From NAMI's Facebook Page
Mental illnesses are chemical imbalances or damage in the brain and things like diet and exercise can change the balance of those chemicals or help repair the brain. For instance serotonin is often one of the chemicals that is out of balance, too low in people with depression. Sugar increases serotonin, but then it also produces a crash and creates mood fluctuations and that can create the chemical imbalance of bipolar. Not eating sugar and other simple carbohydrates can help balance serotonin so it does not have extreme highs and lows. Exercise helps in the treatment of ADD, depression, bipolar and more because it effects neurotransmitters such as norepinephrine and dopamine. Exercise also helps regulate the amygdala which is one of the parts of our brain affected in PTSD. Also, as Sharon Begley describes in her book Train Your Mind, Change Your Brain, meditation helps change our brain due to neuroplasticity (the ability for our brains to change, rewire itself.) Meditation has been successful in treatment of mental illness as well because it changes the pathways in your brain, this is especially helpful in PTSD and brain injury.

Nothing showed me just how easy it is to change our brain with things like food than an experience with my son.

We noticed my son was having emotional breakdowns. Crying over small things that, while annoying, were not things you would just fall apart for hours over. He is normally a totally happy and smiling kid who listens and is really easy to take care of. We knew something was wrong and we had already been researching diet and it's affect on mental illness for me and my husband has a gluten intolerance. We noticed when we cut out gluten we all felt better, but my son still had these breakdowns so we we started paying more attention to exactly what he was eating. We noticed that when he ate corn, a few hours later, he was a wreck! So, we cut out corn (even corn syrup), and he rarely has these episodes except when we eat out or he is at a friends house. No matter how hard we try to avoid it, corn is snuck into everything especially in the form of corn syrup. Even pre-made hamburger patties have corn in them sometimes so you may think you are just eating meat but you are not. We even noticed during school testing week that on the days our son had a breakfast of protein and carbs he was able to sit and focus longer for the test. On the one day I just gave him fruit and gluten-free pancakes, he had a hard time concentrating and sitting during the test so much so that his teacher asked me if he was feeling ok. I know that if he goes to a party or spends the day at the amusement park and we did not pack food for him, he will be sad, cry easily, and even withdraw to his room for hours. All because of the food he ate.

I recommend that all of this be supervised by your doctor and if you do not have a doctor willing to look at things outside of the medicine cabinet, then find a new one. It can be hard. For at least ten years doctors have been telling me "the research shows these things work" but they don't have enough experience to use it in treatment, telling me to experiment on my own. Not helpful! I finally found doctors this year who have enough experience and education on these treatments that they do use them.

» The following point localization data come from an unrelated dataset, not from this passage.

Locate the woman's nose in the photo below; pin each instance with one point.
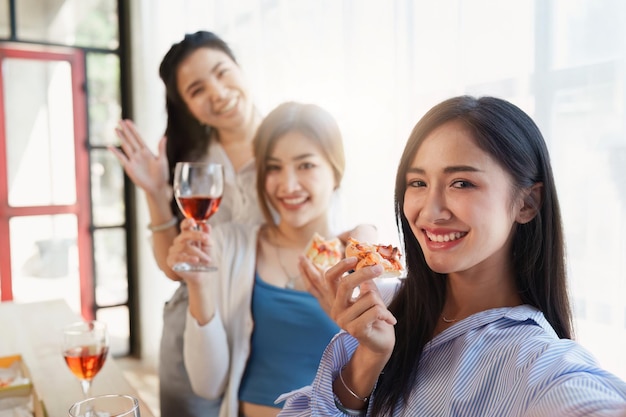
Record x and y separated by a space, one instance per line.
435 207
290 180
217 90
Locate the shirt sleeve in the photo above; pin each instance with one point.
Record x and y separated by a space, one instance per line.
318 399
579 388
206 356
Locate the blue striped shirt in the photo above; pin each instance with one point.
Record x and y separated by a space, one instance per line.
499 362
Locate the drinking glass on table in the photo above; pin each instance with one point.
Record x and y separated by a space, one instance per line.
112 405
198 189
85 348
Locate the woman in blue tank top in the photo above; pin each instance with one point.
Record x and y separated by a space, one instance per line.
253 331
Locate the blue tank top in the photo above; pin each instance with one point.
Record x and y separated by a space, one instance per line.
290 334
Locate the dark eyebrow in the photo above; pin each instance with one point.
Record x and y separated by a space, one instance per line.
297 158
214 69
447 170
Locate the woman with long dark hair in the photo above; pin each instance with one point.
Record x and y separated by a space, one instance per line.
210 117
481 326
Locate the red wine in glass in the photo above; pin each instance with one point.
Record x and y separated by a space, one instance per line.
199 207
85 348
198 189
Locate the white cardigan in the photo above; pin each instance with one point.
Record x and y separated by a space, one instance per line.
215 354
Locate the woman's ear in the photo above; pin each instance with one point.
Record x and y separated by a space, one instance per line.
532 202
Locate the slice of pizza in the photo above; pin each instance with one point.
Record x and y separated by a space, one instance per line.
324 253
367 254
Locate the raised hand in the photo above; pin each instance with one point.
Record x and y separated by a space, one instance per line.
147 171
191 245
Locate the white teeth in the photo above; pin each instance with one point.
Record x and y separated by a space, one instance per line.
231 105
294 201
445 238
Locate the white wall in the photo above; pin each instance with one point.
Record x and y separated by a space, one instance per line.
379 64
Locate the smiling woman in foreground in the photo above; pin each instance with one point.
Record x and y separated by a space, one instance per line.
481 326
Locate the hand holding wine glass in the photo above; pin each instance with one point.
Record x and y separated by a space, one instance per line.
198 189
85 348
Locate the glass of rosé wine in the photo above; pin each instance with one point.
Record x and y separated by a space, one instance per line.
85 348
198 189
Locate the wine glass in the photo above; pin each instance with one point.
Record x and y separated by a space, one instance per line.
85 348
117 405
198 189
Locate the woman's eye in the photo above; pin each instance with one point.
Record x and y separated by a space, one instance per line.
462 184
415 183
195 92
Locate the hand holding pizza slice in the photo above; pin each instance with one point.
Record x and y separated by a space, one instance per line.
367 254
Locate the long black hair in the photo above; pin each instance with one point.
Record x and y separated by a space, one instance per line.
538 251
187 138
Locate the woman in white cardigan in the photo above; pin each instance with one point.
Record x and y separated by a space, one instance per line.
253 330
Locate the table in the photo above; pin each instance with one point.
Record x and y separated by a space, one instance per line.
33 330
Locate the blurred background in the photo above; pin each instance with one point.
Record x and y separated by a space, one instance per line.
72 226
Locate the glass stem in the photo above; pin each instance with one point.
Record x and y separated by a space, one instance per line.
86 386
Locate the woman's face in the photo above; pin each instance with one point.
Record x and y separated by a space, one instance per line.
213 87
300 181
459 203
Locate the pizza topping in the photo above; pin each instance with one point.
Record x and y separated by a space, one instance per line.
386 255
324 253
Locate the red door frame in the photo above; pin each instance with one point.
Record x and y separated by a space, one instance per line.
82 207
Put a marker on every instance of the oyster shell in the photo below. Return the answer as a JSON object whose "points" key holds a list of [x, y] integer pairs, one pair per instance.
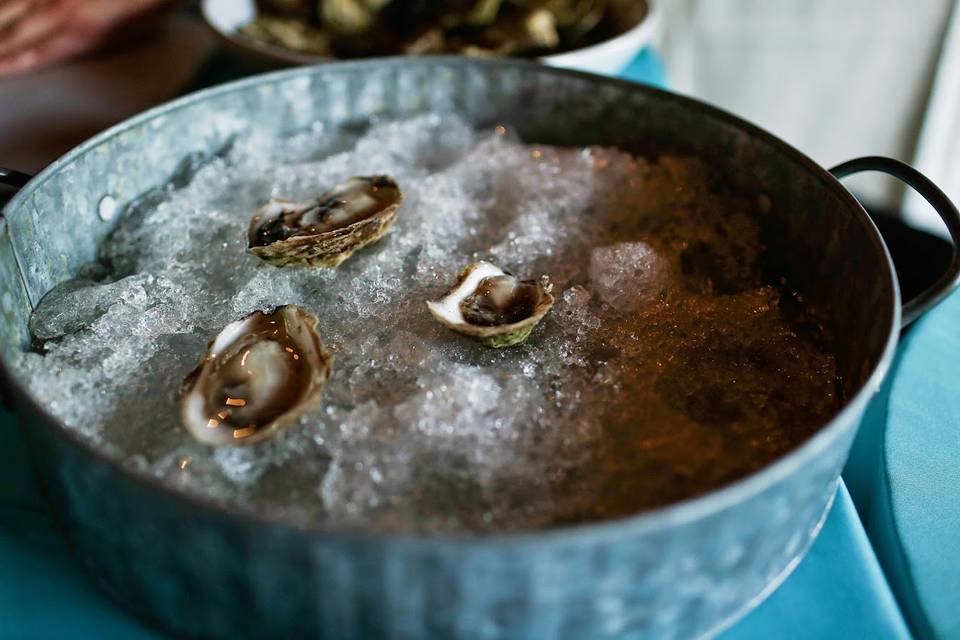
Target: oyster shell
{"points": [[327, 230], [259, 374], [493, 306]]}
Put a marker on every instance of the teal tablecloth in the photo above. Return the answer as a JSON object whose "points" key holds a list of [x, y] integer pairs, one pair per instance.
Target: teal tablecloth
{"points": [[838, 591]]}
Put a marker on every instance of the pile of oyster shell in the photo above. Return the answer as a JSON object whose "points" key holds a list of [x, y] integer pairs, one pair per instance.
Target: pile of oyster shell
{"points": [[351, 28], [263, 371]]}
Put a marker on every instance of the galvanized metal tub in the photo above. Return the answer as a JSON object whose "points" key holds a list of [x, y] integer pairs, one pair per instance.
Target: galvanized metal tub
{"points": [[684, 571]]}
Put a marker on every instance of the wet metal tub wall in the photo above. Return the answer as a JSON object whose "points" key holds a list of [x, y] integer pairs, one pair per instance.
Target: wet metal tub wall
{"points": [[680, 572]]}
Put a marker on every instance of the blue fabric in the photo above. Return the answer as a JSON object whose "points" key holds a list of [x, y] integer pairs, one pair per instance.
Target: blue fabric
{"points": [[646, 68], [915, 521], [838, 591]]}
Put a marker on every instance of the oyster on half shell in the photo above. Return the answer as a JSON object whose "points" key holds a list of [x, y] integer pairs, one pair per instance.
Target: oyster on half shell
{"points": [[326, 230], [493, 306], [259, 374]]}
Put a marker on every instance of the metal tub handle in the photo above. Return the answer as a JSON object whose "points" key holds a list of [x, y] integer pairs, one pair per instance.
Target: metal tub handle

If we as patients insist that we want to know ALL of our treatment options, we can make a difference. So I want to raise awareness to my fellow friends with mental illness and let you know that you have many options in your treatment plan. You have the right to insist that you are informed about them and are treated with them. We can demand more testing so that more doctors recognize these treatments as successful. Our lives are worth this fight.